The last hangar where we could have a look was the one of the Belgian Federal Police. This would be the highlight of my visit at Melsbroek since you do not often see these helicopters. Inside the hangar were two MD520N helicopters, a Cessna 182R and a MD900 helicopter. After a brief introduction by one of the pilots we were allowed tot photograph all the helicopters and planes inside this hangar. Although we were inside a hangar light conditions were pretty well; there was quite much light on the helicopters.
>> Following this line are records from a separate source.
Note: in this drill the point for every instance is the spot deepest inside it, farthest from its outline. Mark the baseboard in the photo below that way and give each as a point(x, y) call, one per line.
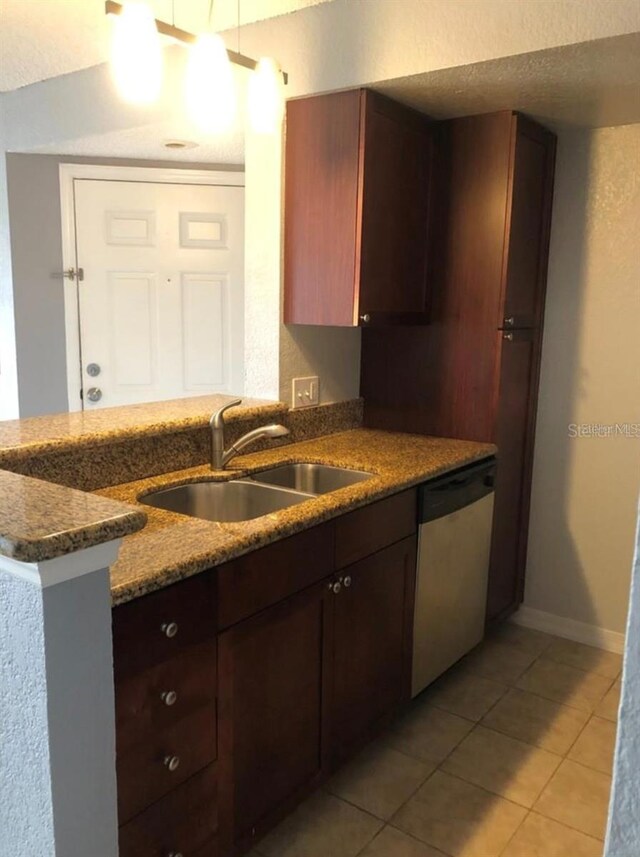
point(580, 632)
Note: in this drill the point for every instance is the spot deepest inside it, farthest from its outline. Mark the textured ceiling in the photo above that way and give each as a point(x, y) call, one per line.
point(593, 84)
point(40, 39)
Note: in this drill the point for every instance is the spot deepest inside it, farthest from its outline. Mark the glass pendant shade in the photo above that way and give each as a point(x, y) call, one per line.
point(266, 97)
point(136, 55)
point(210, 96)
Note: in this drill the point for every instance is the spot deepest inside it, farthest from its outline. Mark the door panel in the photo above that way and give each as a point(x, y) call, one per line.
point(528, 231)
point(369, 656)
point(271, 698)
point(506, 574)
point(162, 304)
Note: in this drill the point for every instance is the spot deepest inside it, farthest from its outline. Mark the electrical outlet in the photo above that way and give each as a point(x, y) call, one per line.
point(305, 392)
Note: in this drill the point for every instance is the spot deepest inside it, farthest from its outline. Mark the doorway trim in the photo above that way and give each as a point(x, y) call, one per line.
point(106, 172)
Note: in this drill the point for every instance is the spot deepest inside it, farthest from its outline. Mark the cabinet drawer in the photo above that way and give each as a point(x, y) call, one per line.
point(156, 699)
point(184, 822)
point(256, 581)
point(373, 527)
point(143, 773)
point(157, 627)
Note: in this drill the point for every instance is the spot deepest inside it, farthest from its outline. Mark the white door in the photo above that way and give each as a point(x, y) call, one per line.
point(161, 305)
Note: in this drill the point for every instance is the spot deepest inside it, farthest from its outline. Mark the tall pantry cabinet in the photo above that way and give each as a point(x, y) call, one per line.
point(473, 372)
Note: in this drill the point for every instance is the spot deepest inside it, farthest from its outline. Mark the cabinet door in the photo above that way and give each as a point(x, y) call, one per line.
point(514, 437)
point(395, 214)
point(321, 208)
point(372, 624)
point(530, 196)
point(271, 693)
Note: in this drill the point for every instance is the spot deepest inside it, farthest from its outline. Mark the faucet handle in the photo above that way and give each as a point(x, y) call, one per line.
point(216, 417)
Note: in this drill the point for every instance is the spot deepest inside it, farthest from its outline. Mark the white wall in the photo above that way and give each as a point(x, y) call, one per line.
point(623, 833)
point(332, 45)
point(585, 490)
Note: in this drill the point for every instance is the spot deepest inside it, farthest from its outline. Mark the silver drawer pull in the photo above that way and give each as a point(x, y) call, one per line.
point(172, 762)
point(170, 629)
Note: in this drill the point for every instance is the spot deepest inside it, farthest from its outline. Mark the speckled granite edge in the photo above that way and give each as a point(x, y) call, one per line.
point(173, 547)
point(97, 462)
point(110, 434)
point(40, 520)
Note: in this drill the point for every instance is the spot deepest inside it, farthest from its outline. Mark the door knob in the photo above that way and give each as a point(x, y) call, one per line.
point(172, 763)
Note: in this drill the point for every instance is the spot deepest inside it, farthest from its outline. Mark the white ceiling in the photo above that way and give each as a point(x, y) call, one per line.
point(593, 84)
point(40, 39)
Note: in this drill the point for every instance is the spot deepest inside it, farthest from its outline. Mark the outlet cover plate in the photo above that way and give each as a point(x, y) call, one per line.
point(305, 392)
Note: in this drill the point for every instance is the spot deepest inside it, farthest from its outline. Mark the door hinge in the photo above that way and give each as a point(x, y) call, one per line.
point(71, 274)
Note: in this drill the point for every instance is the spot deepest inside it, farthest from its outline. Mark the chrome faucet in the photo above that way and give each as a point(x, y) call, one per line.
point(221, 457)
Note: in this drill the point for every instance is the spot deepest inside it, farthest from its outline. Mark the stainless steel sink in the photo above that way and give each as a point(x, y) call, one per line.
point(237, 500)
point(311, 478)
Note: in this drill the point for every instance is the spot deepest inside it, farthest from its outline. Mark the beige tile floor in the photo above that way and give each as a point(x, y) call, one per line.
point(507, 755)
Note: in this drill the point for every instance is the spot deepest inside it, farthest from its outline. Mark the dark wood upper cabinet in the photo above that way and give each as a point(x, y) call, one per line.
point(460, 377)
point(357, 211)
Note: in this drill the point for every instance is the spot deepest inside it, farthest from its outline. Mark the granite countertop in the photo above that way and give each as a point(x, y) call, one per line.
point(40, 520)
point(173, 547)
point(28, 437)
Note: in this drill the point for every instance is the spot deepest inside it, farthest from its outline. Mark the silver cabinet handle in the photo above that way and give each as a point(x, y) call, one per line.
point(172, 763)
point(170, 629)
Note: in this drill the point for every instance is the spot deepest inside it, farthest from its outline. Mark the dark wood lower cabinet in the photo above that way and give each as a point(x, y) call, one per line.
point(184, 822)
point(370, 627)
point(258, 714)
point(272, 689)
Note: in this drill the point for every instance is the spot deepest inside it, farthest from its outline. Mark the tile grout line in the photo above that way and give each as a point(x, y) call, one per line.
point(388, 823)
This because the helicopters were painted white and the door of the hangar was fully made of glass. We had more than enough light on these helicopters and the pictures of these machines were beautiful. I was very happy with my pictures of the Cessna 182 because it was my first time ever I saw one. The ground crew moved a MD520N to a better position for us inside the hangar, sow we were able to make better pictures of it. They used some sort of forklift to move the helicopter. Our visit to Melsbroek became to an end after more than three hours. The hangar of the police was the last which visited and we walked back along the entire platform to the main entrance. On our way back we saw that there was a Hercules without engines was pulled out of the hangar; we also photographed this aircraft. There were also a few old aircraft preserved next to the barracks on the other side of the base. After we took some pictures of these aircraft, our base visit really came to an end. The visit to Melsbroek was small, but nevertheless I took some surprising pictures.